October 16, 2011|Kim's Blog, Lawyers, Marketing|

The International Association of Matrimonial Lawyers (IAML) session titled “Catching up with the EU Maintenance Regulation: are England et al ‘Little Englanders’?” was presented by Tim Amos QC of Queen Elizabeth Building and hosted in the offices of Charles Russell which afforded a stunning view of the City night skyline. But why would I submit myself to an hour’s lecture on the technical intricacies of a new European law relating to maintenance on a Thursday evening? Three reasons:

1.  I always advocate the value of “product” knowledge to marketers – if you don’t understand at least some of the advice and services provided by your clients, how can you help them promote them? I have spent the past couple of years presenting courses for CLT on developing private family law practices and the least I could do was to show willing now and again, put myself into my clients’ shoes and find out about their fast changing increasingly global world.

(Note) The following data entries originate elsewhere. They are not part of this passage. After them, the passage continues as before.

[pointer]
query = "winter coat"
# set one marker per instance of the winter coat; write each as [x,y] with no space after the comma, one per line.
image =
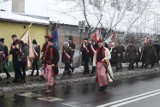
[23,53]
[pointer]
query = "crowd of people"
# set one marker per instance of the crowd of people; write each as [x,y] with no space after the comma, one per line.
[102,57]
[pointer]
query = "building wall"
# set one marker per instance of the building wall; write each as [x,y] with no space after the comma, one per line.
[66,31]
[9,28]
[18,6]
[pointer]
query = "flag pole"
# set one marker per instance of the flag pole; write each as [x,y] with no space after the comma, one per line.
[56,27]
[26,30]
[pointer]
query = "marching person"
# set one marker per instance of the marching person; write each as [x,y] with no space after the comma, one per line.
[44,47]
[5,59]
[1,56]
[72,45]
[15,51]
[22,59]
[114,56]
[120,54]
[36,50]
[131,53]
[92,52]
[101,61]
[67,56]
[85,49]
[51,58]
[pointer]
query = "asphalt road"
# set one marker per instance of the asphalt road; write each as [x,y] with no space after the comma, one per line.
[135,92]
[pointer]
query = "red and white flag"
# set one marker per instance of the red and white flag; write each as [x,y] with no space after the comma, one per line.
[110,39]
[97,35]
[146,40]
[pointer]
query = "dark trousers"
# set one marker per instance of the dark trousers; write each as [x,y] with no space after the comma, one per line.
[86,67]
[22,70]
[35,65]
[131,62]
[93,70]
[16,67]
[5,69]
[67,70]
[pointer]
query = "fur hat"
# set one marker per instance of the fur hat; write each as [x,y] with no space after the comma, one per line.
[2,40]
[100,40]
[47,36]
[20,42]
[85,38]
[65,44]
[34,41]
[51,40]
[14,36]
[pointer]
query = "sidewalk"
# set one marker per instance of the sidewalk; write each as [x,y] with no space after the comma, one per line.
[77,78]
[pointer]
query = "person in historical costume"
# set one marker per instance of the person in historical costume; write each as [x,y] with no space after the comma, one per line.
[85,49]
[92,52]
[5,59]
[36,50]
[120,54]
[22,59]
[72,45]
[131,53]
[51,58]
[67,58]
[114,56]
[157,48]
[2,55]
[101,59]
[44,47]
[137,59]
[150,56]
[15,51]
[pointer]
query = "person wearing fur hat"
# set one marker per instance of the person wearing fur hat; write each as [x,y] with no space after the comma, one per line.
[1,56]
[131,53]
[5,59]
[36,50]
[101,59]
[15,51]
[51,58]
[67,56]
[22,59]
[85,49]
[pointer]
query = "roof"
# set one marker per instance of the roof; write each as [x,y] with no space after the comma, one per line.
[67,12]
[7,16]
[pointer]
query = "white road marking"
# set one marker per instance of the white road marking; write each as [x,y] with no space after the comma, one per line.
[50,99]
[77,104]
[134,100]
[29,94]
[129,98]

2.  I have a fondness for QEB barristers, and for Tim Amos QC in particular. If there is anyone who can make dry, technical regulations accessible and interesting then it is he. And whilst I was extremely worried when he started by saying that some aspects were boring and complex, he delivered. I don’t know how but he made it possible for me to understand the vast majority of the material he covered – and I’m not even a solicitor!

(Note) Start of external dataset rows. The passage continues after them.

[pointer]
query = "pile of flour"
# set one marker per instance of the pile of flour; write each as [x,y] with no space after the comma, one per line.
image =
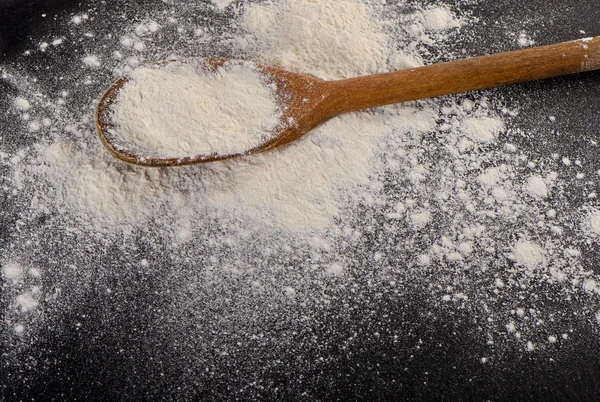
[186,109]
[438,197]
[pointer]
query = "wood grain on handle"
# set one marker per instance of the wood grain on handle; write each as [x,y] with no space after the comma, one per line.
[468,75]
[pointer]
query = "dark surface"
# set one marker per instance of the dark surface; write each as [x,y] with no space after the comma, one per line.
[118,355]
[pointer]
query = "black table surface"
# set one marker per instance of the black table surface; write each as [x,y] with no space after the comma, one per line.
[88,364]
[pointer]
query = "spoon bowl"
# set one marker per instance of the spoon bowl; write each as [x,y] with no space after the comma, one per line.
[306,101]
[299,96]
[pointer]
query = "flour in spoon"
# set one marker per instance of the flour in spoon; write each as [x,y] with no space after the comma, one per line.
[185,109]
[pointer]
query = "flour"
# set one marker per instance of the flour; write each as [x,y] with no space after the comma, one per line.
[483,129]
[528,255]
[92,61]
[304,36]
[180,109]
[222,4]
[439,19]
[536,187]
[12,271]
[446,204]
[22,104]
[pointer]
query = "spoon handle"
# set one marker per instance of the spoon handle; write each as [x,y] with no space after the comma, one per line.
[468,75]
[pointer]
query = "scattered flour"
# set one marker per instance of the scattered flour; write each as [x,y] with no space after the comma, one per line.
[305,36]
[536,187]
[12,270]
[525,41]
[483,129]
[91,61]
[181,109]
[423,198]
[222,4]
[528,255]
[22,104]
[439,19]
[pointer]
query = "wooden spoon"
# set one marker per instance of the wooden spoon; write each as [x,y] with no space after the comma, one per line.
[308,101]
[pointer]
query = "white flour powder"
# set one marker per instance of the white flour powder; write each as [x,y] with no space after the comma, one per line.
[444,198]
[182,109]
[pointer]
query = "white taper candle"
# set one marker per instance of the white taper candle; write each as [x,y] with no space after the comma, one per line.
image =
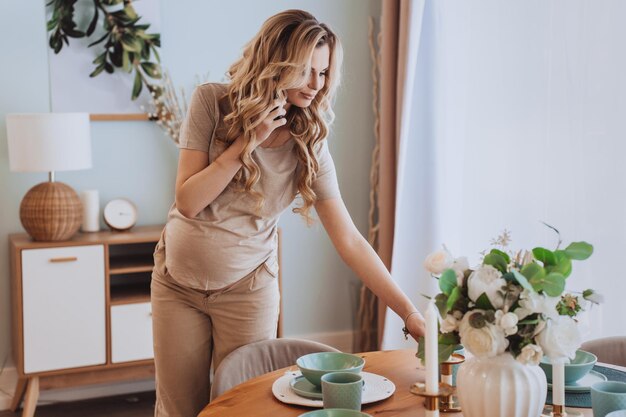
[91,210]
[558,382]
[431,340]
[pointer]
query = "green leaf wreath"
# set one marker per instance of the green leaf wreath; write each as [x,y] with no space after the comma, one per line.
[127,43]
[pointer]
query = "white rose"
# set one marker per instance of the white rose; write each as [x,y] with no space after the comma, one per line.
[486,342]
[530,354]
[560,338]
[438,261]
[486,279]
[450,324]
[507,321]
[459,266]
[532,302]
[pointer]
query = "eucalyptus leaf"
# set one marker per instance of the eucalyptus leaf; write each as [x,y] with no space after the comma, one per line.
[554,284]
[130,43]
[137,85]
[441,302]
[533,271]
[106,35]
[579,250]
[454,297]
[497,261]
[126,61]
[447,280]
[563,264]
[545,256]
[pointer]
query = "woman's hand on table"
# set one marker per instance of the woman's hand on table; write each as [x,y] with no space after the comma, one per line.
[416,325]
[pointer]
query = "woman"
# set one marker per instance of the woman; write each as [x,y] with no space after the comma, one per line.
[248,149]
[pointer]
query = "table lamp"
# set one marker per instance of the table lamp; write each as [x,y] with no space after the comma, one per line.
[49,142]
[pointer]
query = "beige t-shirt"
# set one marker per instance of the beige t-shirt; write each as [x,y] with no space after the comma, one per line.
[230,238]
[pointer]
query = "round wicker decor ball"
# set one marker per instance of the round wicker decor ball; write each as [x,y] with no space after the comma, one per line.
[51,211]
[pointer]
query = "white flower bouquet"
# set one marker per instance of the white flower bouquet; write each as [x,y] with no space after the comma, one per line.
[512,302]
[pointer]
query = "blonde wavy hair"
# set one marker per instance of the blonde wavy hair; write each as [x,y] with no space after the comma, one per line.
[276,59]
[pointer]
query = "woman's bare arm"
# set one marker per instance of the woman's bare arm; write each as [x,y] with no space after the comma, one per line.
[363,260]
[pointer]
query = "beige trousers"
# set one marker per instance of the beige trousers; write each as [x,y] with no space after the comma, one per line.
[195,329]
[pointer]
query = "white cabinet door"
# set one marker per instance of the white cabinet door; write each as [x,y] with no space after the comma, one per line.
[63,293]
[131,332]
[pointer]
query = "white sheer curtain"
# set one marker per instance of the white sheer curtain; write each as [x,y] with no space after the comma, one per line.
[520,119]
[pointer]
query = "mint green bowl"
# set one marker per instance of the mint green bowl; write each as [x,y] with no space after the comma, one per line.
[335,412]
[575,370]
[314,365]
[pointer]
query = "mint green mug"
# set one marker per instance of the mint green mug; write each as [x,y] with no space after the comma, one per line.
[608,396]
[342,390]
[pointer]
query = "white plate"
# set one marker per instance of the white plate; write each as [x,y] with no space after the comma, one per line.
[376,388]
[584,384]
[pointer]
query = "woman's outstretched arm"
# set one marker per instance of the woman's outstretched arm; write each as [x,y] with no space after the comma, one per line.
[363,260]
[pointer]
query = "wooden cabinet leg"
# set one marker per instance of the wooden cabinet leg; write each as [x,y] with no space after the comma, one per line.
[32,395]
[19,393]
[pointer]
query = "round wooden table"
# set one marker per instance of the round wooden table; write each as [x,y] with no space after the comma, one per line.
[255,398]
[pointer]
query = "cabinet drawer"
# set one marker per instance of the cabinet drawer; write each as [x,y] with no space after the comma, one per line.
[63,293]
[131,332]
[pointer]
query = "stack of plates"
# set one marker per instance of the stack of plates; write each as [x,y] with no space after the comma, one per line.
[293,388]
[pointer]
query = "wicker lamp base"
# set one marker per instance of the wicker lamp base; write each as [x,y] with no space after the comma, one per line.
[51,211]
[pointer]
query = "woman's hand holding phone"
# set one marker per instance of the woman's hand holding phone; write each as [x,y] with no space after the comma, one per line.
[273,118]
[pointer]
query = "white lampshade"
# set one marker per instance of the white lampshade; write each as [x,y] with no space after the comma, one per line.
[47,142]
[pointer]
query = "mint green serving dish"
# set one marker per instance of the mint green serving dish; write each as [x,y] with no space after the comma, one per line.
[314,365]
[335,412]
[575,370]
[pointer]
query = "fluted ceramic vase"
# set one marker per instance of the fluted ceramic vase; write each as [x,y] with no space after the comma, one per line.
[501,387]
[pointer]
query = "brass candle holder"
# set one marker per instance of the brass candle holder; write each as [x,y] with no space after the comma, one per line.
[450,403]
[431,401]
[560,411]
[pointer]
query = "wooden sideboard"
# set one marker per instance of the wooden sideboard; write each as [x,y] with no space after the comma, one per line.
[81,310]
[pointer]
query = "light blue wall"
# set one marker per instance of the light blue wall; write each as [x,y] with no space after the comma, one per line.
[134,159]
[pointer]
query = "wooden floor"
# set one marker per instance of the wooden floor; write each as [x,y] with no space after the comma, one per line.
[132,405]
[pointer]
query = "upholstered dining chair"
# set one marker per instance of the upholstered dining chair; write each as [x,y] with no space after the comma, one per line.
[259,358]
[608,349]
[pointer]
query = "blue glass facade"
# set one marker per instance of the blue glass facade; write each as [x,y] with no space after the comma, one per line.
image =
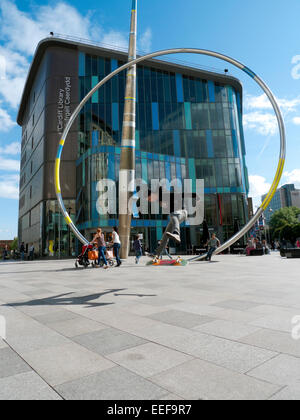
[187,127]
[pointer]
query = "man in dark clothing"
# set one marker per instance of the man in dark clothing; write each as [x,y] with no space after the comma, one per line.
[22,251]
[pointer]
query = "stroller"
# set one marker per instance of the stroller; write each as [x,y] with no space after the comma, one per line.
[87,255]
[109,255]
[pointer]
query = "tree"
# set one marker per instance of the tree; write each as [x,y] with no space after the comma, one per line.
[296,229]
[288,233]
[283,217]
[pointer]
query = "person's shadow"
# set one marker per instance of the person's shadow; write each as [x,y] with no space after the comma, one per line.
[69,299]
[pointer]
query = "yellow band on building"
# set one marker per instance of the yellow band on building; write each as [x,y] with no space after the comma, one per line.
[275,184]
[57,182]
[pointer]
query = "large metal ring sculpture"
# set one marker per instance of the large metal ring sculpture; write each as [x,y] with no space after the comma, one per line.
[237,64]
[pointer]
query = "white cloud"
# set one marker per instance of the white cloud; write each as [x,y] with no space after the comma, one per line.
[145,42]
[21,32]
[258,186]
[296,69]
[258,117]
[11,149]
[292,177]
[9,187]
[296,120]
[115,40]
[263,123]
[262,102]
[6,122]
[9,165]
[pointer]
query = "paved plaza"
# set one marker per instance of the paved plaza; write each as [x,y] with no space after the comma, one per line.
[220,330]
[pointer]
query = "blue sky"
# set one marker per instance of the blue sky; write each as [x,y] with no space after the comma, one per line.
[263,34]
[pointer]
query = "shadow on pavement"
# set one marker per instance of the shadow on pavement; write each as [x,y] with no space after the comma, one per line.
[68,299]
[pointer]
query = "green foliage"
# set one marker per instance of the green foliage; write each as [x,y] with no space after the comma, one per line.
[287,233]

3.  I have a number of friends and colleagues who have divorced and had to grapple with multiple jurisdiction issues when their husbands/wives/kids were overseas. On a personal note, I know how frustrating it is to try and obtain child support when father lives in Barcelona (I gave up in the end!). I was genuinely interested to know if EU law would help those in a similar plight.

I am not going to pretend to understand the full impact of all the material presented. It served to show me that there are certainly occasions when having a knowledgeable lawyer will make a significant difference to your chances of success. The key things that struck me, as a layperson, as I listened were as follows:

a)     The EU regulations are adopted by 25 of the 27 States. The UK and Denmark signed up late and there are therefore slight variations for dealing with these things in this country. The point was made that whilst the UK messes about arguing about whether we are in or whether we are out, the rest of Europe just gets on with it. And, as a result, we sign up late to stuff where we have missed the opportunity to contribute. I am probably a ‘Little Englander’ at heart, and this was a very real illustration of what happens as a result. I didn’t expect to have my political views modified on a Thursday evening with a glass of wine in my hand at a law office!

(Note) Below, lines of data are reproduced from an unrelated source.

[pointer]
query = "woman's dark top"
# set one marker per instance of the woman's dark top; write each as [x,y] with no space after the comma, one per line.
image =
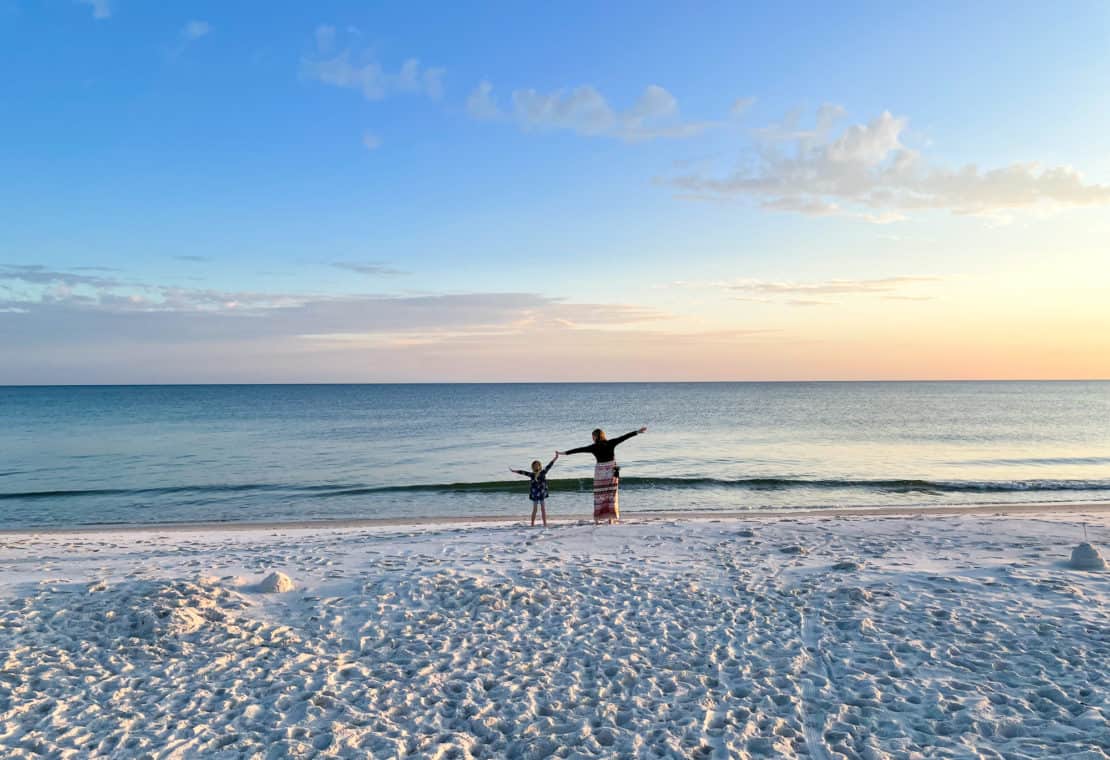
[537,490]
[603,451]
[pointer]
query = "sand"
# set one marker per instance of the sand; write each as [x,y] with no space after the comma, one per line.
[816,636]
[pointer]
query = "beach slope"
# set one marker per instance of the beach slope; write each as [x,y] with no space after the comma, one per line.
[820,636]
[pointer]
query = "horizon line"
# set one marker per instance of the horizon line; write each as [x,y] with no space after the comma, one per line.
[661,382]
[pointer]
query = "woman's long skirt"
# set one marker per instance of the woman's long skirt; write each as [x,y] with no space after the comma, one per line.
[606,492]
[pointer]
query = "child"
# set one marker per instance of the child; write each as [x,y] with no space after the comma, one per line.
[537,492]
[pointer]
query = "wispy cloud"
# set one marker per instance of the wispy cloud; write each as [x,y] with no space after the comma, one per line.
[587,112]
[481,103]
[373,267]
[827,286]
[866,171]
[101,9]
[740,107]
[360,70]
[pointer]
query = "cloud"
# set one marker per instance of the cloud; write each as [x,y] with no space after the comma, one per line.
[866,171]
[481,104]
[828,286]
[101,9]
[367,267]
[325,38]
[740,107]
[361,71]
[195,30]
[585,111]
[38,274]
[372,142]
[810,302]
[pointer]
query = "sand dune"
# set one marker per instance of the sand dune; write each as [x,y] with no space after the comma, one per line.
[815,637]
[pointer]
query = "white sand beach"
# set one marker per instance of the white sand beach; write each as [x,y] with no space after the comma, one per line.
[816,636]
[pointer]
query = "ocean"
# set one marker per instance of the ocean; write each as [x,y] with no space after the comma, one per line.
[124,455]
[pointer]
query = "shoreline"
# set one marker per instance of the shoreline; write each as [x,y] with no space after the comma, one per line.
[927,632]
[574,519]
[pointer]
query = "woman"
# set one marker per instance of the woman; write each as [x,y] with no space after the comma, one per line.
[606,474]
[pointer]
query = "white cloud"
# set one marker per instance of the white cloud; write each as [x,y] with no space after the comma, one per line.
[325,38]
[101,9]
[195,30]
[481,104]
[363,72]
[827,286]
[372,267]
[740,107]
[372,142]
[866,171]
[586,111]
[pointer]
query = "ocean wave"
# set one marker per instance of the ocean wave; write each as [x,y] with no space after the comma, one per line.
[333,490]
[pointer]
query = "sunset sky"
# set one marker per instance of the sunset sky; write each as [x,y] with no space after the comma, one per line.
[355,192]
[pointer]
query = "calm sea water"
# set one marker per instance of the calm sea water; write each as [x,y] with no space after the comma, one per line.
[72,456]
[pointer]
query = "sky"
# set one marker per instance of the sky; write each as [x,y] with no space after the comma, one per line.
[209,192]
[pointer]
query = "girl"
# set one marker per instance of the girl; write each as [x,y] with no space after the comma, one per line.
[537,490]
[606,474]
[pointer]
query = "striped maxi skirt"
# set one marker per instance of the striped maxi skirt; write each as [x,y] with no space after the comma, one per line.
[606,492]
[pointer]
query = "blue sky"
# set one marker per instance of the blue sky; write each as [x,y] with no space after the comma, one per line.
[458,185]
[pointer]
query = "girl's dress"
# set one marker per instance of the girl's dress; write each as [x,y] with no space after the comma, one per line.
[537,489]
[606,480]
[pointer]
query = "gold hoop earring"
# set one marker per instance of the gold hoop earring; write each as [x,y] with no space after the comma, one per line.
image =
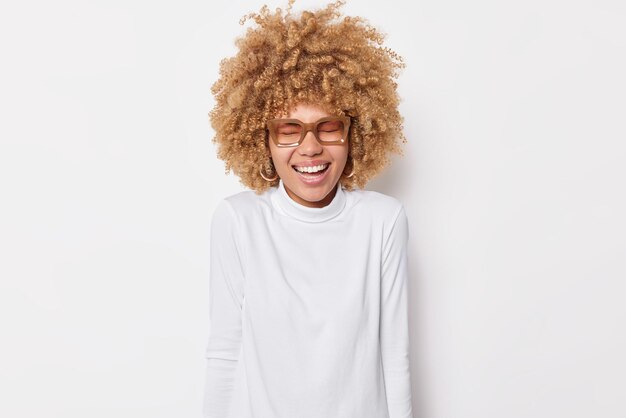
[352,172]
[268,179]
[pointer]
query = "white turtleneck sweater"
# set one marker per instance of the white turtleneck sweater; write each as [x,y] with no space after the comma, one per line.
[308,308]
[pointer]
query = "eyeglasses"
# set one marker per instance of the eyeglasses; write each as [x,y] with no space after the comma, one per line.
[290,132]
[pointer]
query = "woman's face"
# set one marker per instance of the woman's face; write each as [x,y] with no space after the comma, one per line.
[313,190]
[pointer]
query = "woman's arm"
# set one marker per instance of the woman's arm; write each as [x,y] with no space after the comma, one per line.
[394,328]
[226,278]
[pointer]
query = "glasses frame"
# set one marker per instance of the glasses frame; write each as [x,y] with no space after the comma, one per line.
[272,124]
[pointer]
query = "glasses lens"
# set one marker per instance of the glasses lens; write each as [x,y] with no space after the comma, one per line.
[330,131]
[288,133]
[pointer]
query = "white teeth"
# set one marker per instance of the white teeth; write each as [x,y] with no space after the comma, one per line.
[313,169]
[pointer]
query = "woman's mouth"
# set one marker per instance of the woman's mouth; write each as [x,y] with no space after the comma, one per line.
[312,175]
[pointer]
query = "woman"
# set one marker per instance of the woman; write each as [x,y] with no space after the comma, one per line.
[308,271]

b)    Conversely, the new regulation – as far as I can tell – means that maintenance orders agreed in other European countries cannot be reviewed in the UK – but they must be enforced. This sounded rather ominous.

c)     Pre-nups (as far as maintenance goes) – if signed in other EU States – are effective in the UK. So why all the fuss about the Radmacher case, and not about these regulations?

d)    Legal Aid, despite what we read in the press about its erosion, is still supported for European maintenance claims for children under 21. I was surprised to see it there enshrined in European law.